The researchers at Avast were the ones that discovered Chaes’s artifacts on more than 800 websites in total.
More than 700 of them are based on TLDs from Brazil. All of the affected websites are WordPress-based, meaning that the attack vector may have been the exploitation of vulnerabilities in the WordPress content management system.
An interesting characteristic of Chaes is its multi-stage distribution method, which makes use of programming frameworks such as JScript, Python, and NodeJS, binary files written in Delphi, as well as malicious Google Chrome extensions, among other things. Chaes’s ultimate objective is to steal passwords saved in Chrome and intercept logins to prominent financial websites in Brazil.
What Happened?
Over 800 infected WordPress websites are being used in a large-scale operation to disseminate banking trojans that are designed to steal the credentials of Brazilian e-banking customers.
When victims visit one of the hacked websites, they are greeted with a pop-up window that instructs them to download and install a bogus Java Runtime application (JRE).

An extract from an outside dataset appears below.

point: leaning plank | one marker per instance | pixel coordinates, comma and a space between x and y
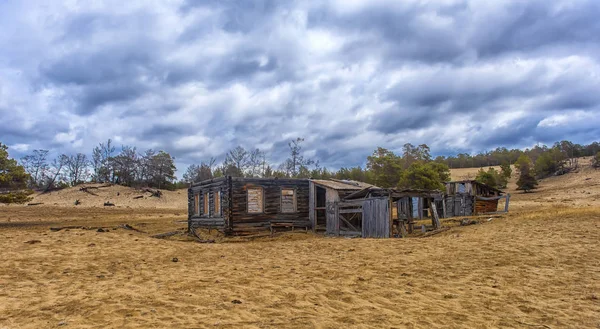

The malicious JavaScript files (install.js, sched.js, and sucesso.js) in the MSI installer (install.js, sched.js, and sucesso.js) setup the Python environment for the next stage loader.
This is accomplished via the use of the scheduled.js script, which creates a Scheduled Task and a Startup link, and the sucesso.js script, which is responsible for reporting status to the C2.
The Python loader chain unfolds in the memory and requires loading several scripts, shellcode, and Delphi DLLs until everything is in place for the final payload to be executed inside a Python process, at which point the Python loader chain is completed.
This is completed by instructions.js, which gets the Chrome extensions and installs them on the victim’s computer in the final step. Last but not least, all extensions are started with the appropriate parameters.
As explained by BleepingComputer, the Chaes campaign is still in progress, and people who have been compromised will continue to be in danger long after the websites have been cleaned up.